Workers were on strike yesterday at most French nuclear plants and the national rail service to protest the proposed labor bill. Members of the CGT union at 16 of France's 19 nuclear plants, which provide the majority of the country's electricity, voted for a one-day strike yesterday. Nuclear plants are required to maintain a minimal level of production even during strikes for security reasons, though some power outages are expected.
Service on high-speed TGV trains and commuter trains was disrupted yesterday for a second day. Some Paris public transport workers also joined the strike, though disruptions were minimal. CGT-led stoppages were also disrupting refineries and nuclear power plants but the union looked increasingly isolated in its efforts to force the Socialist Party government to withdraw a labor law reform that would make hiring and firing easier. Six out of 10 high-speed TGV train connections were operating and other inter-city links were cut to a third of normal, said the state-owned SNCF railway company, a stronghold of the CGT union, which is one of France's two largest unions. But a smaller union was expected to call off its participation in the strike after securing government assurances of help with the SNCF's 50 billion euro debt.
Meanwhile, air traffic controllers called off a walkout that had been expected to ground flights over the weekend after reaching a deal on work conditions with the government. French President Francois Hollande has rejected CGT demands that he scrap a bill that the union says will undermine labor protection by giving companies more scope to negotiate in-house deals on pay and conditions. His government, which insists the reform is needed to help combat a jobless rate of 10 percent, has been working flat out to defuse sectoral tensions and prevent various grievances coalescing into one big national protest.
A French Public Opinion Institute (IFOP) poll for Le Figaro magazine suggested public sympathy for the strike is ebbing, with 60 percent saying the CGT was abusing the right to strike and trying to blockade the country illegally, while 40 percent think the opposite. Previous polls had shown the strike had majority support.
Earlier this week the government announced pay rises for state-employed teachers and pledged to restore scrapped public spending for research. It also intervened to force SNCF management go some way toward meeting union demands that rest-time be protected in a reorganization under negotiation ahead of a Europe-wide opening of passenger rail services to private competition from 2020. With presidential and legislative elections a year away, the concessions to teachers could help repair damaged relations with a sector generally sympathetic to the ruling Socialists. The more immediate concern is to avert serious disruption during the Euro 2016 cup, when some 2.5 million people are expected to attend dozens of matches across the country, with 1.5 million fans expected to come from outside France.

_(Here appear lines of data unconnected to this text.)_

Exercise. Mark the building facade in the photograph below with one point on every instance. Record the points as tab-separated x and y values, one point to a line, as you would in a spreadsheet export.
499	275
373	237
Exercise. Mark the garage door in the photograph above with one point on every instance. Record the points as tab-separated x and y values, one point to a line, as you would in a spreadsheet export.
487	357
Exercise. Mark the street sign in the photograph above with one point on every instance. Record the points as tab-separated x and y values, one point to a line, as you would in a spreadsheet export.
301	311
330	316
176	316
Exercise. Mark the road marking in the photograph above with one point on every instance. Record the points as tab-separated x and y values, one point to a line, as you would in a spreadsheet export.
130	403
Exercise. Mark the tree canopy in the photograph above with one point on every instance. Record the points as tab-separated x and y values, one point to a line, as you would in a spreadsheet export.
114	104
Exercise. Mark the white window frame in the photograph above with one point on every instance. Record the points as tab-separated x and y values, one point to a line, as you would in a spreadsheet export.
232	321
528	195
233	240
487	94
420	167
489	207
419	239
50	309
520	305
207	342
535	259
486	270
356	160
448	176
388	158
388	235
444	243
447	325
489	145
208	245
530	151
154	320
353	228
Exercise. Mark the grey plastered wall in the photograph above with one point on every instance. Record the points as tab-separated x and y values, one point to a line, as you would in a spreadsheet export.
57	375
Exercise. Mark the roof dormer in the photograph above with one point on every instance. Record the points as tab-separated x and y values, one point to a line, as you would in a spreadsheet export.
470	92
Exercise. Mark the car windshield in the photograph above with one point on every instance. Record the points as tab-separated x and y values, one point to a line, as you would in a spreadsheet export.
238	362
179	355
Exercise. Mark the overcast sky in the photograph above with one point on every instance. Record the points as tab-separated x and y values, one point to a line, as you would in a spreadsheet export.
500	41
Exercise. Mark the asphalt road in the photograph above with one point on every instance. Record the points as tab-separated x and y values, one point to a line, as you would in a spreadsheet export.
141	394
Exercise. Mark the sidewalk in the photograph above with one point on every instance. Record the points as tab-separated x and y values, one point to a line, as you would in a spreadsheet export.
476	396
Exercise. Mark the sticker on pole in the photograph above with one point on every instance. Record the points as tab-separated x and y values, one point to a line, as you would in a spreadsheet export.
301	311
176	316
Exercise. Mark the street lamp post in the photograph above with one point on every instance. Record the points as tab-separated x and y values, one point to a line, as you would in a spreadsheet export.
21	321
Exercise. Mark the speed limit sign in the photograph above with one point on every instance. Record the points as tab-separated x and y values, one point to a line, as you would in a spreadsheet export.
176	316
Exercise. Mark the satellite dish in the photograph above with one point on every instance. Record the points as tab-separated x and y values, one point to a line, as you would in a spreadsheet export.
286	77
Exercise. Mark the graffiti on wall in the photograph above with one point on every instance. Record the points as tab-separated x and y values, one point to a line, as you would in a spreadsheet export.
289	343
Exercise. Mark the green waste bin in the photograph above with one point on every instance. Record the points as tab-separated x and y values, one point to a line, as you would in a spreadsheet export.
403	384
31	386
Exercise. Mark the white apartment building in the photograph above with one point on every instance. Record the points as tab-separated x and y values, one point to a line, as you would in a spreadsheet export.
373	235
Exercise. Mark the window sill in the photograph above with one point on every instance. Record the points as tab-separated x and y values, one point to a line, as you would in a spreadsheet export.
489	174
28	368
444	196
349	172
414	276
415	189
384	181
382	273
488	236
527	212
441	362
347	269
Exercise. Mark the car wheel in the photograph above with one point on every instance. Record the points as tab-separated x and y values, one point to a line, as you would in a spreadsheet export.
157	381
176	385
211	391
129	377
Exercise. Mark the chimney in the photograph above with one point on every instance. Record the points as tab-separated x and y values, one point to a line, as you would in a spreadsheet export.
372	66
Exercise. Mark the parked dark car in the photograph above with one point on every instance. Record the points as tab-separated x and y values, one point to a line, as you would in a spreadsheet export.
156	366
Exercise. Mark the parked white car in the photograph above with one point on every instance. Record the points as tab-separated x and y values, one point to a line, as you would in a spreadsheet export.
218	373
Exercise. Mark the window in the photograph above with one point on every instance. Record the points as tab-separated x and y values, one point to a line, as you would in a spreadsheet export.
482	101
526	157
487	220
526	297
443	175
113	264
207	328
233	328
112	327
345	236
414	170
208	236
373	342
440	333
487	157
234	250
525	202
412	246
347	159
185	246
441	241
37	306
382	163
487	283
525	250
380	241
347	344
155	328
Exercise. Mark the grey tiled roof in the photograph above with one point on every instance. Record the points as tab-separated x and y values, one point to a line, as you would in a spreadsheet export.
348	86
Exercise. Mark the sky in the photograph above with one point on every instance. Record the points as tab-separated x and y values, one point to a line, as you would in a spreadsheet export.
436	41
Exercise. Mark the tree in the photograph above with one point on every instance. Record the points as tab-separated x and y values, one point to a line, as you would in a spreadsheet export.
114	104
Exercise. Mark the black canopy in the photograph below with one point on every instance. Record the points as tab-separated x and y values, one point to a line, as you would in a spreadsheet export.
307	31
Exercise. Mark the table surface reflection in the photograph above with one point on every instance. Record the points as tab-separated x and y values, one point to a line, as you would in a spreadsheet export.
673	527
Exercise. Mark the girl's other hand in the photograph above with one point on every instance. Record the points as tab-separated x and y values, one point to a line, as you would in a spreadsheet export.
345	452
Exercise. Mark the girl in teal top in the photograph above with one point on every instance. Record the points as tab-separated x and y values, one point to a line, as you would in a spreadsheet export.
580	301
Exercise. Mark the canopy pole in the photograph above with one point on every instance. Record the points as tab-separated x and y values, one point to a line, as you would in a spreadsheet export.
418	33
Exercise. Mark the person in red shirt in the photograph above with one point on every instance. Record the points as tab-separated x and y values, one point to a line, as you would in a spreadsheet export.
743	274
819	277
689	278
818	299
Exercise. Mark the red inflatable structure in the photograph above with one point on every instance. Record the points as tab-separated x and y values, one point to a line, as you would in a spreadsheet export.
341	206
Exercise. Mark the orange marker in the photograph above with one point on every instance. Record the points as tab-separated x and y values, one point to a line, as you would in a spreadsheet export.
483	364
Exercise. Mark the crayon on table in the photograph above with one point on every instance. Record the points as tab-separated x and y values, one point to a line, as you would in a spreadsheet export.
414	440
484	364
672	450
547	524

Labour Minister Myriam El Khomri urged the CGT, which has threatened to cut power supplies to the headquarters of the Medef employers' federation, to play a more constructive role. "I urge them to show some form of economic patriotism. Just when the economy is picking up, we shouldn't weaken it," she said in an interview on i>TELE news television channel. More demonstrations against the reforms – which the government says are designed to make France more business-friendly – took place in major cities on Thursday and workers were back on strike at 16 of the country's 19 nuclear power stations. The country was dotted with union blockades.
Activists briefly prevented trains from leaving from the Gare de Lyon, one of Paris' main rail stations, when they occupied the signal box. They were removed, but trains to southern France still suffered long delays as a result. Other protests were held outside a Renault factory in Rouen and a major naval shipyard in Saint-Nazaire, while police clashed with protesters blocking a ring road in the southwest city of Toulouse. The unions still have plenty of opportunities to cause headaches for the government during the football championships, which also pose a major security challenge in the wake of last year's extremist attacks in Paris.
The French government says its new labor law is aimed at reducing stubbornly high unemployment and making the struggling economy more business-friendly. But unions are furious the government rammed the reforms through the lower house of parliament without a vote, and have called for another national day of strikes in two weeks when the bill goes before the French senate. Amid protests and strikes, many videos showing police and security forces apparently using disproportionate force on protesters have attracted viewers and controversy, including a police officer aggressively shoving a woman and throwing her to the ground.As France struggles with growing disruption across the country, neighboring Belgium also faced anti-austerity protests that left train services badly hit and uncollected rubbish piling up in Brussels. Last Tuesday, Belgian police also fired water cannon at protesters on the margins of a demonstration in Brussels against the government's austerity plans, leaving 10 people injured.